06:11 Je répète constamment, l'inflation, c'est un poison.
06:16 D'abord pour les gens qui nous écoutent en termes de pouvoir d'achat.
06:18 Mais c'est un poison pour les industriels de l'agroalimentaire.
06:21 Parce que ceux qui font des marques régionales ou des marques locales ou même nationales,
06:27 l'immense majorité, c'est les PME, l'immense majorité,
06:30 aujourd'hui, personne ne peut faire le développement de leur entreprise sur le compte de l'inflation.
06:35 On ne l'a jamais fait, on ne le fera pas.
06:37 Plus vite nous sortons de ce cycle, plus vite on se portera de nouveau mieux pour l'ensemble des personnes.

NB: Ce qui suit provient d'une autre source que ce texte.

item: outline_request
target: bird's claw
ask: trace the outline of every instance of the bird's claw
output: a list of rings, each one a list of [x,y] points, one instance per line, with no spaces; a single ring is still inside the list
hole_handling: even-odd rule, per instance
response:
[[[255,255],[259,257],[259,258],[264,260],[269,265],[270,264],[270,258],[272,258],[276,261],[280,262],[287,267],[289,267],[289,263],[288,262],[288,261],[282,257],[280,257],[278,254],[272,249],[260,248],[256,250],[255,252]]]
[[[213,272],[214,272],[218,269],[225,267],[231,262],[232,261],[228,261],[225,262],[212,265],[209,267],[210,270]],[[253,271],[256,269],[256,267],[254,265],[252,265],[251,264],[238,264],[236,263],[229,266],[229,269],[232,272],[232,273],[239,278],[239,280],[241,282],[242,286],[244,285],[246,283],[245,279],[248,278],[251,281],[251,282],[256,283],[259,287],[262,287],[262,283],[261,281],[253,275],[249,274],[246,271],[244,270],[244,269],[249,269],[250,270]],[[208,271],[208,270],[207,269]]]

06:43 Pour résumer, pour conclure, on peut s'attendre à des baisses de prix sur certaines huiles,
06:48 l'huile de tournesol, sur les pâtes aussi.
06:50 Et Bruno Le Maire pourra ranger son instrument fiscal, il n'aura pas à le sortir.
06:56 Les industriels de l'agroalimentaire vont jouer le jeu.
06:59 Si vous m'aviez interviewé il y a un mois, l'inflation alimentaire était à 16%, aujourd'hui elle est à 14%.
07:04 Les gens me vont dire "14, c'est encore beaucoup trop".
07:06 Mais je dis simplement qu'on rentre dans un processus de baisse progressive de ce trend.
07:10 Merci beaucoup Jean-Philippe André, président de l'AIA, Association Nationale des Industries Alimentaires.
07:15 Invité Echo de France Info ce soir.